# how to lock screen on linux



## ambavaram (Jan 29, 2008)

how to lock the screen on fedora 8 earlier it was working.two days back i have updated my system.from that date to till now when ever i click on lock screen it's not working.even power management also not opening i have checked two
marks.
1.Activate screen saver when computer is idle
2.Lock screen when screen saver is active


----------



## lensman3 (Oct 19, 2007)

Have you rebooted since then? You probably have, so the lockscreen Daemon is probably already reset. 

If you haven't reboot, try a reboot. Or do a CNTL-ALT-BACKSPACE! This will attempt to kill the X windows system and will re-spawn the X-windows daemon xdm. It should return you immediately to the login screen (unless you default run level 3). If you to the CNTL-ALT-BKSPACE, make sure all the programs are closed, this will terminate all running programs and windows.
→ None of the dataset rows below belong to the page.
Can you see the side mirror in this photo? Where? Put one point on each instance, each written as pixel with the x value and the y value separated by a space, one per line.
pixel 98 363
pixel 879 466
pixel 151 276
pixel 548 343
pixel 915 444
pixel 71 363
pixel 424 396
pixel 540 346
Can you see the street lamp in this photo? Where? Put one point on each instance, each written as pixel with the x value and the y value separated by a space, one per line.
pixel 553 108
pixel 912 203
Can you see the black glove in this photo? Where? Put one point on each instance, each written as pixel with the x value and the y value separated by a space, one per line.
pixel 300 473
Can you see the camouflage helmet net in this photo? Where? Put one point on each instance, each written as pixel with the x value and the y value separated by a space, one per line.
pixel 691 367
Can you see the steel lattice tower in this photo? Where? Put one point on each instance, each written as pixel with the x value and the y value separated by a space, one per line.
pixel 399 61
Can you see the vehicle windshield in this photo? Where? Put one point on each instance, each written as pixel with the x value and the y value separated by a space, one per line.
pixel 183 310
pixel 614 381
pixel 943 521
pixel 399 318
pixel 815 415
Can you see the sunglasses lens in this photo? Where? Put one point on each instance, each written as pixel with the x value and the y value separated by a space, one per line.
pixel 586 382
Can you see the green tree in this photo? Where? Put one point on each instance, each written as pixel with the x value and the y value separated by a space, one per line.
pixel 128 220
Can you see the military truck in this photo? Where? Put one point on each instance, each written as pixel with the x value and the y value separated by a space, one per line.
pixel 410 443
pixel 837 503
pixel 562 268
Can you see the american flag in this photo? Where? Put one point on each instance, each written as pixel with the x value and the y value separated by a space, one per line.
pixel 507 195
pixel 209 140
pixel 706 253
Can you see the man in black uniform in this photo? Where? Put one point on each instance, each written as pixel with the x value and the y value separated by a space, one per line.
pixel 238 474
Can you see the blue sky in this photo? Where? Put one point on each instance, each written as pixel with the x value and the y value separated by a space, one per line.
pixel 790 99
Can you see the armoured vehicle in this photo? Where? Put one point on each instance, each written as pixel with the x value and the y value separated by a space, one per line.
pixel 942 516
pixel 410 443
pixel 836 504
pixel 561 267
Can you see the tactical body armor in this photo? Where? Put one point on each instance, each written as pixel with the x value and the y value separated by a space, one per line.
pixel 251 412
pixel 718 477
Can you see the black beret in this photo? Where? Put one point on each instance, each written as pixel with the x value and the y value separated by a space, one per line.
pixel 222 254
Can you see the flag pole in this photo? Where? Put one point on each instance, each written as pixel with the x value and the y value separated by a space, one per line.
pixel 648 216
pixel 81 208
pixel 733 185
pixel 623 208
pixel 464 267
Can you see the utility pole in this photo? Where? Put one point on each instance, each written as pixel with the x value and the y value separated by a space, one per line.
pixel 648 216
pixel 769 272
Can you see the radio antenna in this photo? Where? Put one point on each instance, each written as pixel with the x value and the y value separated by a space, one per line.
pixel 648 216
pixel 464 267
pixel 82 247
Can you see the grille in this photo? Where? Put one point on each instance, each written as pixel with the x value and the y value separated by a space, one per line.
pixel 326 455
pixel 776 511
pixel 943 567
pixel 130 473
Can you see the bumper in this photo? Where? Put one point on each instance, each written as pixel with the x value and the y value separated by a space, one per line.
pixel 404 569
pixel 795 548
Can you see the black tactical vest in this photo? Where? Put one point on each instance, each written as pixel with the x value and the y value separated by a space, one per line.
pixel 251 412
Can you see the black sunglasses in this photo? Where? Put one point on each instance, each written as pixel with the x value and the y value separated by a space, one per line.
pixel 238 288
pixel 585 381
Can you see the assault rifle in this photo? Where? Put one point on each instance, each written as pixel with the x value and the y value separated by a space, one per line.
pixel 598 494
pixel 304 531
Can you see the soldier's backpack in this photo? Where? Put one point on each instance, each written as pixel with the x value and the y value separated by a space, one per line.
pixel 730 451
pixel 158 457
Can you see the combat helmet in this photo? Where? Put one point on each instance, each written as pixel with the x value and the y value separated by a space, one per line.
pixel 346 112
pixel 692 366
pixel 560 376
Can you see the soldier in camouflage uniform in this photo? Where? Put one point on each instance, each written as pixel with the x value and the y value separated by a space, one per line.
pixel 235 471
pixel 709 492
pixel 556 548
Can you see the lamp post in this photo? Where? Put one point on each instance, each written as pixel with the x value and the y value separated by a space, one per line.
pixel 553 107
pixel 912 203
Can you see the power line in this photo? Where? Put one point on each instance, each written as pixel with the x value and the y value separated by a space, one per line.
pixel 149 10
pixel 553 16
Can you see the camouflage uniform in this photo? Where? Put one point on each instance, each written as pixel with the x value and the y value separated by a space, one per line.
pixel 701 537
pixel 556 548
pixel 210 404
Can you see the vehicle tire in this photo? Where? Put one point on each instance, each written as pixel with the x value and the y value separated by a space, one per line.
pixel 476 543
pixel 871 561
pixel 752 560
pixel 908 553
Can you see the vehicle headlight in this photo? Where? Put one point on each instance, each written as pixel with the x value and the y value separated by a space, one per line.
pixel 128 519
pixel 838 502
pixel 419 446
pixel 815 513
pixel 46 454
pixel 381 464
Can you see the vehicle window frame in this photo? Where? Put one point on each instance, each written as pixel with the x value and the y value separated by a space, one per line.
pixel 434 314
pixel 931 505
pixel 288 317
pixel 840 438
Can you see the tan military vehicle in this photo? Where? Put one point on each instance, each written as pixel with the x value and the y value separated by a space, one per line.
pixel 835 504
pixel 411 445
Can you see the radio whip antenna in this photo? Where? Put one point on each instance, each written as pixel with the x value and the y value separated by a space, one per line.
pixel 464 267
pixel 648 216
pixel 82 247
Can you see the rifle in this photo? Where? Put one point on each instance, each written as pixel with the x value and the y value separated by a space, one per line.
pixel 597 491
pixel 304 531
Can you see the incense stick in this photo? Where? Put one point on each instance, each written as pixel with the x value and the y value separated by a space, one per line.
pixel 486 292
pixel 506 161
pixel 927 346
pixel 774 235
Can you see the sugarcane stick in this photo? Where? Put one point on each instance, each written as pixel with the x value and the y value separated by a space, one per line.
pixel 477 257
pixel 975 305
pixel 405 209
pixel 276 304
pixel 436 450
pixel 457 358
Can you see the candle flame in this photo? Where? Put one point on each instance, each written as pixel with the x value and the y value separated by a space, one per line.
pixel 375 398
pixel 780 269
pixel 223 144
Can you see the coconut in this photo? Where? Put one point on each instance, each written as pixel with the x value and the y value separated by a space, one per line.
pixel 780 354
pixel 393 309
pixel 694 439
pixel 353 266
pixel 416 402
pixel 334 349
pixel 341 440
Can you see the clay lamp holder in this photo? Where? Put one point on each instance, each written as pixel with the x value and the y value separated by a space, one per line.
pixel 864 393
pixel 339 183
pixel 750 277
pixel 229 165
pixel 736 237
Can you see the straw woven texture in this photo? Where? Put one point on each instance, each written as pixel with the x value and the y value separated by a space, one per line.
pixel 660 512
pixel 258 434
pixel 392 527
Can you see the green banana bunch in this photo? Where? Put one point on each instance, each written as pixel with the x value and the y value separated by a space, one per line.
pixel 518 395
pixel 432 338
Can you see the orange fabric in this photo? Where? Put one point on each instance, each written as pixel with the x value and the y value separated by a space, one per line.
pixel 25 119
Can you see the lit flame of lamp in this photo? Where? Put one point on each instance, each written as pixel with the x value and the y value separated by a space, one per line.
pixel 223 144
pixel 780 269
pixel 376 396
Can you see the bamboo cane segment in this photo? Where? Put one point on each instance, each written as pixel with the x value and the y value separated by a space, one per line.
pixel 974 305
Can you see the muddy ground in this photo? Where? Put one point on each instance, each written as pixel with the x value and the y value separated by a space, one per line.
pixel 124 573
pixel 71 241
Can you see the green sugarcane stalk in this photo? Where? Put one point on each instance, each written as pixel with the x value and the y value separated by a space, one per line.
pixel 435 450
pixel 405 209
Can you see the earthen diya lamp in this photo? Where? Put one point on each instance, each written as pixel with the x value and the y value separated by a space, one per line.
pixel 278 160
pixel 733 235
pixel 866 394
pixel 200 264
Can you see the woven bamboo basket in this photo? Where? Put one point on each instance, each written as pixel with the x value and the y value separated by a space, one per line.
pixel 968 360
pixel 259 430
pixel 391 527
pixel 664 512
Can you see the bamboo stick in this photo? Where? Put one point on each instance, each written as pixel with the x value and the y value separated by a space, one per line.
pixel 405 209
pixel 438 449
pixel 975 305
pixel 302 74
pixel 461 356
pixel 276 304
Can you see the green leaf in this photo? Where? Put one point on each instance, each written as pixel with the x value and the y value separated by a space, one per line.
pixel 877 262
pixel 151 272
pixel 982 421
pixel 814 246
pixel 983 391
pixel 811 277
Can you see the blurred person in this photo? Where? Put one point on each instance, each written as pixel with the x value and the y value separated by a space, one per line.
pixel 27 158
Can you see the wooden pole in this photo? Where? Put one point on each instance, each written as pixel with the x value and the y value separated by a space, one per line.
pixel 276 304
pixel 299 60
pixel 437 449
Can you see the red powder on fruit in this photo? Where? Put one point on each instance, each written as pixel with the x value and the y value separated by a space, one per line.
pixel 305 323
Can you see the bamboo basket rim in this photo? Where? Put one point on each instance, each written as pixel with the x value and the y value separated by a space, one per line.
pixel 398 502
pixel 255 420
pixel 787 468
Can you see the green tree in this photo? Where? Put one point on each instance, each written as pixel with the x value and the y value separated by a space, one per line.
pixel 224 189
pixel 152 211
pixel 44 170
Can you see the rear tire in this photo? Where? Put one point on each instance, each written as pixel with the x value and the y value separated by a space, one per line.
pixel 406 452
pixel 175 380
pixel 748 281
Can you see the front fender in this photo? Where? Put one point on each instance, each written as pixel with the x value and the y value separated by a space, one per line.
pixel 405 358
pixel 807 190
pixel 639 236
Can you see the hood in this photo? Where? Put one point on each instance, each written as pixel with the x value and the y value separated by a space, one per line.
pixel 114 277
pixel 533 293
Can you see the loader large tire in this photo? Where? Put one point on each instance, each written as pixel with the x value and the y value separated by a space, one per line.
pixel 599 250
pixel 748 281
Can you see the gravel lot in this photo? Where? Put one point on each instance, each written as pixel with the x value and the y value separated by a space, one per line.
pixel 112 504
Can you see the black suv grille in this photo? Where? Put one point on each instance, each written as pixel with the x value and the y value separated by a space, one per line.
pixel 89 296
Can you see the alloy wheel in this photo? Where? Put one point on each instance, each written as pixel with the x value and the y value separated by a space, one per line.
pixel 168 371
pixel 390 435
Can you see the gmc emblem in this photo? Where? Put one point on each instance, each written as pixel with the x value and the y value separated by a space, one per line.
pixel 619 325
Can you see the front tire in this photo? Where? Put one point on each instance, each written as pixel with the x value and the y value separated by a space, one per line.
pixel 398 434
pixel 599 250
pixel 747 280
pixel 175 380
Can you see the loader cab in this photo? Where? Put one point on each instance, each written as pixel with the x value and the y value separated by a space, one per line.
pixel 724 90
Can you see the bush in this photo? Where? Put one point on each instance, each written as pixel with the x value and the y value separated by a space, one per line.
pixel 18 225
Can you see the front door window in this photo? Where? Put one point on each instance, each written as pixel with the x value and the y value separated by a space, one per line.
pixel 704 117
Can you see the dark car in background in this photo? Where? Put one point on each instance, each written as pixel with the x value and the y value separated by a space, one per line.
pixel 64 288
Take a look at the file "/etc/inittab". Run level 5 automatically starts the X windows system. The last line in my file does a respawn of the Xwindows. If you change the line that is "id:5:initdefault:" to "id:3:initdefault:" and reboot, Linux comes up in terminal mode. If you then login normally and type "xstart", you will start the Xwindows system. CNTL-ALT-BACKSPACE at that point will take you back to text login windows.


----------